ABRUZZO. L’Abruzzo rischia di cambiare la propria immagine e perdere la sua caratteristica di regione verde?


Si terrà mercoledì 24 giugno, alle ore 18, presso l'Aula Magna della Scuola Media “Mezzanotte”, in piazza Paolo IV Carafa, nei pressi della Stazione ferroviaria di Chieti Scalo, un incontro dibattito intitolato “Sì all'Abruzzo Regione Verde d'Europa. No all'Abruzzo dal cuore nero”.
L'incontro, organizzato dal Wwf vedrà una introduzione dell'architetto Camilla Crisante, presidente dell'associazione ambientalista abruzzese. A seguire terrà una relazione la prof.ssa Maria Rita D'Orsogna, ricercatrice abruzzese emigrata negli Stati Uniti, docente alla California State University di Northridge (USA).
La D'Orsogna collabora con il Dipartimento di Medicina e Biologia dell'Università di Los Angeles e svolge ormai da anni una proficua opera di divulgazione scientifica legata alle fonti di energia e in particolare al petrolio.
Seguirà un dibattito.
Continua intanto la raccolta di firme, che il WWF svolge insieme ad EmergenzAmbiente, rete di circa 60 organizzazioni, per impedire che l'Abruzzo diventi in terra e in mare una regione petrolifera. P
rossimi appuntamenti a Chieti: martedì 23 dalle 10 alle 12 e dalle 18 alle 20 in piazza Vico; mercoledì 24 dalle 10 alle 12 in Via Amiterno, angolo Via Capestrano, nei pressi della chiesa dei XII Apostoli e dalle 18 nella sede della conferenza.
Intanto l'Eni ha identificato una serie di asset e titoli minerari in Italia che intende conferire a tre società di nuova costituzione (NewCo) interamente controllate da Eni.

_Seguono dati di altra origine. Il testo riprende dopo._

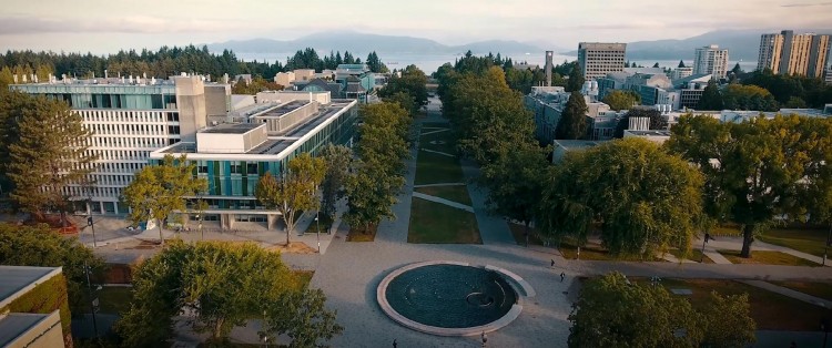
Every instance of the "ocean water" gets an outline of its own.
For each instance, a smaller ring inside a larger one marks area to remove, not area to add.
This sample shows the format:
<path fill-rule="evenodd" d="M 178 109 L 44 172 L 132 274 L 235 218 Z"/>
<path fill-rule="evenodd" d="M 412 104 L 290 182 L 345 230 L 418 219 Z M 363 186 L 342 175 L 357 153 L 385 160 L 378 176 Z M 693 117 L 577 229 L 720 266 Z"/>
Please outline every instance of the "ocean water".
<path fill-rule="evenodd" d="M 281 63 L 286 63 L 286 60 L 294 55 L 295 53 L 283 53 L 283 52 L 263 52 L 263 53 L 236 53 L 237 58 L 245 60 L 245 61 L 267 61 L 267 62 L 274 62 L 280 61 Z M 328 54 L 328 53 L 327 53 Z M 435 72 L 439 66 L 442 66 L 445 63 L 454 63 L 456 60 L 460 59 L 464 53 L 457 53 L 457 54 L 448 54 L 448 53 L 440 53 L 440 54 L 422 54 L 422 53 L 395 53 L 395 54 L 386 54 L 386 53 L 378 53 L 378 58 L 382 59 L 382 62 L 384 62 L 387 68 L 390 70 L 393 69 L 404 69 L 405 66 L 409 64 L 415 64 L 419 69 L 422 69 L 425 73 L 430 74 Z M 487 53 L 485 53 L 487 54 Z M 483 55 L 483 53 L 475 53 L 475 55 Z M 366 58 L 365 54 L 357 55 L 361 57 L 362 61 Z M 511 58 L 511 60 L 515 63 L 518 62 L 528 62 L 529 64 L 537 64 L 542 66 L 546 62 L 546 59 L 544 57 L 544 52 L 529 52 L 529 53 L 509 53 L 509 54 L 503 54 L 503 57 Z M 552 55 L 552 62 L 555 64 L 560 64 L 564 61 L 571 62 L 574 60 L 577 60 L 578 58 L 575 55 L 562 55 L 562 54 L 554 54 Z M 692 59 L 687 58 L 680 58 L 684 61 L 684 64 L 687 66 L 691 66 L 693 64 Z M 667 66 L 667 68 L 676 68 L 679 65 L 679 60 L 631 60 L 632 63 L 638 63 L 645 66 L 652 66 L 655 63 L 659 63 L 659 66 Z M 733 65 L 737 63 L 737 61 L 729 61 L 729 69 L 733 68 Z M 740 68 L 744 71 L 752 71 L 757 69 L 757 62 L 751 61 L 741 61 Z"/>

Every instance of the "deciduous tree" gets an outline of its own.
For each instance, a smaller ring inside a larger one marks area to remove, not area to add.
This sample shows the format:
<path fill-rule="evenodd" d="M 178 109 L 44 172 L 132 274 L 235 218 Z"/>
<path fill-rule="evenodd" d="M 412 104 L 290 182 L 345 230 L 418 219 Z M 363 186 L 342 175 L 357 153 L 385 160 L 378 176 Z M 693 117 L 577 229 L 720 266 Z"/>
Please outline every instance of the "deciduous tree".
<path fill-rule="evenodd" d="M 641 139 L 568 153 L 545 187 L 542 233 L 586 239 L 598 222 L 613 255 L 688 249 L 702 211 L 699 171 Z"/>
<path fill-rule="evenodd" d="M 185 212 L 186 198 L 197 196 L 207 188 L 207 181 L 194 177 L 196 164 L 182 155 L 165 155 L 162 163 L 148 165 L 135 173 L 133 182 L 124 187 L 122 199 L 130 207 L 128 219 L 134 224 L 155 221 L 159 239 L 164 244 L 162 229 L 173 212 Z"/>
<path fill-rule="evenodd" d="M 266 172 L 254 187 L 254 196 L 261 204 L 281 213 L 286 224 L 286 245 L 291 242 L 297 212 L 319 207 L 321 201 L 315 197 L 315 191 L 325 175 L 326 161 L 304 152 L 288 161 L 288 171 L 281 171 L 277 177 Z"/>

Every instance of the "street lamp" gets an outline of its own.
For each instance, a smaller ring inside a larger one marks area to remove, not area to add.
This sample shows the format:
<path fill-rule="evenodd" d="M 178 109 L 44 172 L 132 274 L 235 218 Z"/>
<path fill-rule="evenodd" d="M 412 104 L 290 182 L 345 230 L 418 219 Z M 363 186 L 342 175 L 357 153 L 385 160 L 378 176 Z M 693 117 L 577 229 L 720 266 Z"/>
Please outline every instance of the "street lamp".
<path fill-rule="evenodd" d="M 89 295 L 90 295 L 90 309 L 91 309 L 91 313 L 92 313 L 92 330 L 93 330 L 93 332 L 95 335 L 95 338 L 98 338 L 99 337 L 99 325 L 98 325 L 98 321 L 95 320 L 95 311 L 98 311 L 99 298 L 98 297 L 92 298 L 92 296 L 93 296 L 92 284 L 90 283 L 90 273 L 92 273 L 92 267 L 88 266 L 87 262 L 84 262 L 84 273 L 87 274 L 87 289 L 88 289 Z"/>

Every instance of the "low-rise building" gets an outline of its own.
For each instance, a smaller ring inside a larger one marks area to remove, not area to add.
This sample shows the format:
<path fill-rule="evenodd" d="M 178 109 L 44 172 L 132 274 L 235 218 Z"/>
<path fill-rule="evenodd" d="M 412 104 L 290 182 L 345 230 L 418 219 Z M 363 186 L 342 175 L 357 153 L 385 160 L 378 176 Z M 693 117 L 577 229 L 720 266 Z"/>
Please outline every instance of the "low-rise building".
<path fill-rule="evenodd" d="M 61 267 L 0 266 L 0 347 L 72 347 Z"/>

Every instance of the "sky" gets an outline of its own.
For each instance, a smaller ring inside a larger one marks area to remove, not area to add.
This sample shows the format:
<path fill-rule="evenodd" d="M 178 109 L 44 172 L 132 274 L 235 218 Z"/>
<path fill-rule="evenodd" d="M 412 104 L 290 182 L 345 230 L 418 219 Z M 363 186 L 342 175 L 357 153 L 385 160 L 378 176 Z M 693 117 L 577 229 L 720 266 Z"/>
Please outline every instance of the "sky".
<path fill-rule="evenodd" d="M 463 44 L 683 39 L 718 29 L 829 28 L 823 0 L 3 0 L 0 50 L 114 53 L 353 30 Z M 638 4 L 636 4 L 638 3 Z"/>

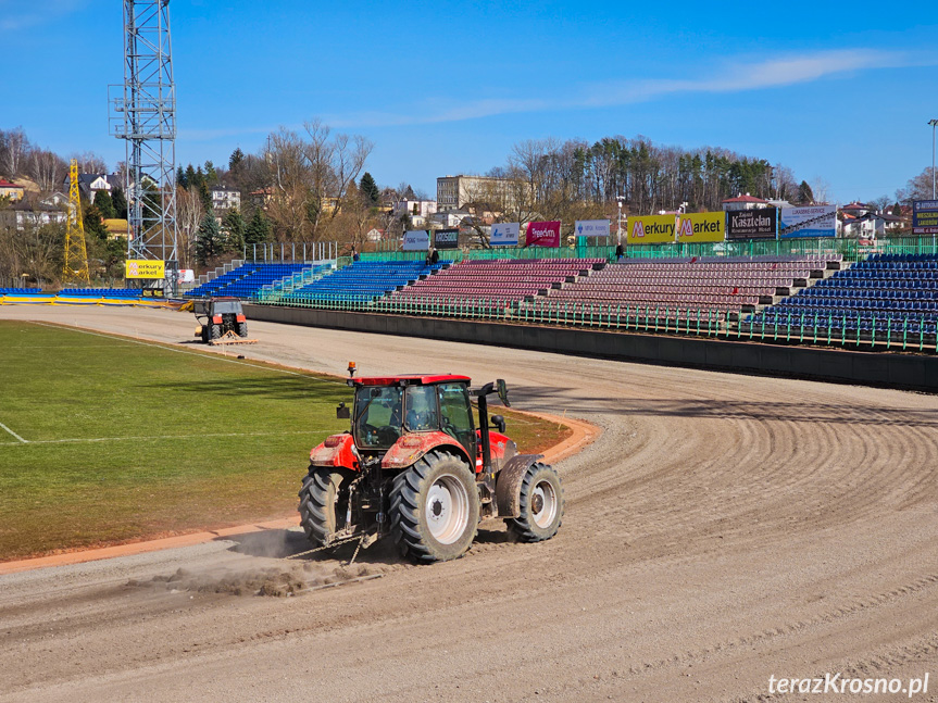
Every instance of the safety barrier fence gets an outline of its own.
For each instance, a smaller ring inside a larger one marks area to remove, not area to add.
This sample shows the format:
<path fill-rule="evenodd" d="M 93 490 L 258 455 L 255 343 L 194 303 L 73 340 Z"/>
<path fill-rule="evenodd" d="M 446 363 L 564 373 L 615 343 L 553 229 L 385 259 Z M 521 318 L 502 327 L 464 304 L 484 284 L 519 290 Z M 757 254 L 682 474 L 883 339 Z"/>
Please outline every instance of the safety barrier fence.
<path fill-rule="evenodd" d="M 923 330 L 915 315 L 862 313 L 779 313 L 785 324 L 765 318 L 750 322 L 747 314 L 705 307 L 666 304 L 603 304 L 551 300 L 505 301 L 496 298 L 378 298 L 349 300 L 342 296 L 296 296 L 277 305 L 346 312 L 510 322 L 631 331 L 688 335 L 714 339 L 786 344 L 814 344 L 845 349 L 936 353 L 936 335 Z"/>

Gli asset in questione (44 titoli minerari) sono suddivisi in tre gruppi (ciascuno sarà trasferito ad una singola Newco) distinti in base alla collocazione geografica: il primo nel Nord Italia (Pianura Padana ed Emilia Romagna), il secondo nell'Italia Centrale, (Marche, Abruzzo, Molise), il terzo nel Mezzogiorno, nell'area di Crotone.
Le due società relative agli asset dislocati nel Nord e nel Centro Italia, potranno eventualmente essere oggetto di cessione.